Willis Electric is a Taiwanese company, and the defendant Polygroup is based in Hong Kong SAR. We did all the depositions in November and December 2020 and, of course, did them remotely. The time zone was often the exact opposite of ours. We’d start depositions at 7pm and end at 3am.

But the biggest challenge was getting the case to trial.

When you look at the history of this case, it was filed in August 2015 and there were 16 inter partes review petitions, which I think is extreme and certainly a lot for the subject matter. There was really a scorched earth strategy by the defendant, and because of that, there were delays at the district court.

When I got involved in 2020, the discovery was just getting started, and we were already five years into the litigation.

We had to drive the case forward.

How did you manage that?

At our firm, we think from day one about what the case will look like in front of a jury. That puts us in the best position to be thinking about what’s most important and what will be the trial theme and strategy.

We’re used to these scorched earth tactics. It doesn’t make it any easier but it’s nothing we haven’t encountered before. Here, we were keeping our eyes on the prize. We knew that as long as we could get a trial date, we would put the best case forward that we could.

We just had to be focused and push for a trial date as much as possible.

How did you approach explaining the technology to the jury?

This case was a lot of fun. In a lot of patent cases, especially in high tech, the technology is not tangible or accessible to the jury. So, you’re left with charts or having an expert explain it.

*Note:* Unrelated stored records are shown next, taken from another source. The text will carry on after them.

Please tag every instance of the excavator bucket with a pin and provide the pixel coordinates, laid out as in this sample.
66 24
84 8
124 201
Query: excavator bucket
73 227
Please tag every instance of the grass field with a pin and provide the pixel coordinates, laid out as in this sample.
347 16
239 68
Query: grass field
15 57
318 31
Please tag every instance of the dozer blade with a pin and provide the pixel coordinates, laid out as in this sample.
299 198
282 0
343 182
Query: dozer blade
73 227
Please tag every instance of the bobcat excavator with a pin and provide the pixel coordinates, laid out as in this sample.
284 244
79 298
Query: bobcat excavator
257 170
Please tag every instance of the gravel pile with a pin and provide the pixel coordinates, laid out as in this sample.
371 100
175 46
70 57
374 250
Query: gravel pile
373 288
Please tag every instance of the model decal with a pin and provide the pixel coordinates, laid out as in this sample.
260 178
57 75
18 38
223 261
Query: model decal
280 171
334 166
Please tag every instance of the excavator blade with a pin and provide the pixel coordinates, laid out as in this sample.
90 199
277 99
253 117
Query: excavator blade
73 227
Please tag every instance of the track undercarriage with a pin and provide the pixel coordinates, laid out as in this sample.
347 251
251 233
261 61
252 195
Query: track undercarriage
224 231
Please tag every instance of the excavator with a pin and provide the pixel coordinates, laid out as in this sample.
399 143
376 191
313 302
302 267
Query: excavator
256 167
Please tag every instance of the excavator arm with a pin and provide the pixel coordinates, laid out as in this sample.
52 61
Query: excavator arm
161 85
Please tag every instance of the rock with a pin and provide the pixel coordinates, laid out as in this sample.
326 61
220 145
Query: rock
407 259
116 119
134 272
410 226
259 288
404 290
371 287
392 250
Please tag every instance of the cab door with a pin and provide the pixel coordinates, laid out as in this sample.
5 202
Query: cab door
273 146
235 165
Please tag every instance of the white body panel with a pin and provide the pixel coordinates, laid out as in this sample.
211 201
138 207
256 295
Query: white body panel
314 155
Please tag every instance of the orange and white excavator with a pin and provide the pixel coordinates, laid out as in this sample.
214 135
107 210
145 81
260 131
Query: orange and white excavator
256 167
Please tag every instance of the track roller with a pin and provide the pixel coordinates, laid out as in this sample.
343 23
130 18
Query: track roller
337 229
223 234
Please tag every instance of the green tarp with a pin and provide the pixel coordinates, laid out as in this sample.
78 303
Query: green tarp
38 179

We did that in this case too. But we were able to have the Christmas trees in the courtroom. We made sure to have our expert show the jury the invention and how the product infringed and how the invention was different from the prior art.

It really wasn’t surprising that the jury requested permission to inspect the trees.

The process wasn’t without challenges. But it all went very smoothly.

How do you use wins like these to get new work?

There’s a passive and an intentional answer to that question.

From a passive perspective, you have the power of the internet. When a patent owner is looking for trial counsel, they want someone who’s won big before. My firm and I have a track record of big verdicts, and this will help in that regard. It will be easy to locate us on the internet. And that leads to new work.

On the intentional front, I would say that lots of lawyers call themselves trial lawyers when they have little trial experience.

But when it comes to having discussions with sophisticated in-house lawyers and executives, it’s wins like this that allow me to explain my background, why I’d be a good trial counsel, and what my vision would be if I were to get the case.

When you’ve been there before, it adds a little credibility to the discussion.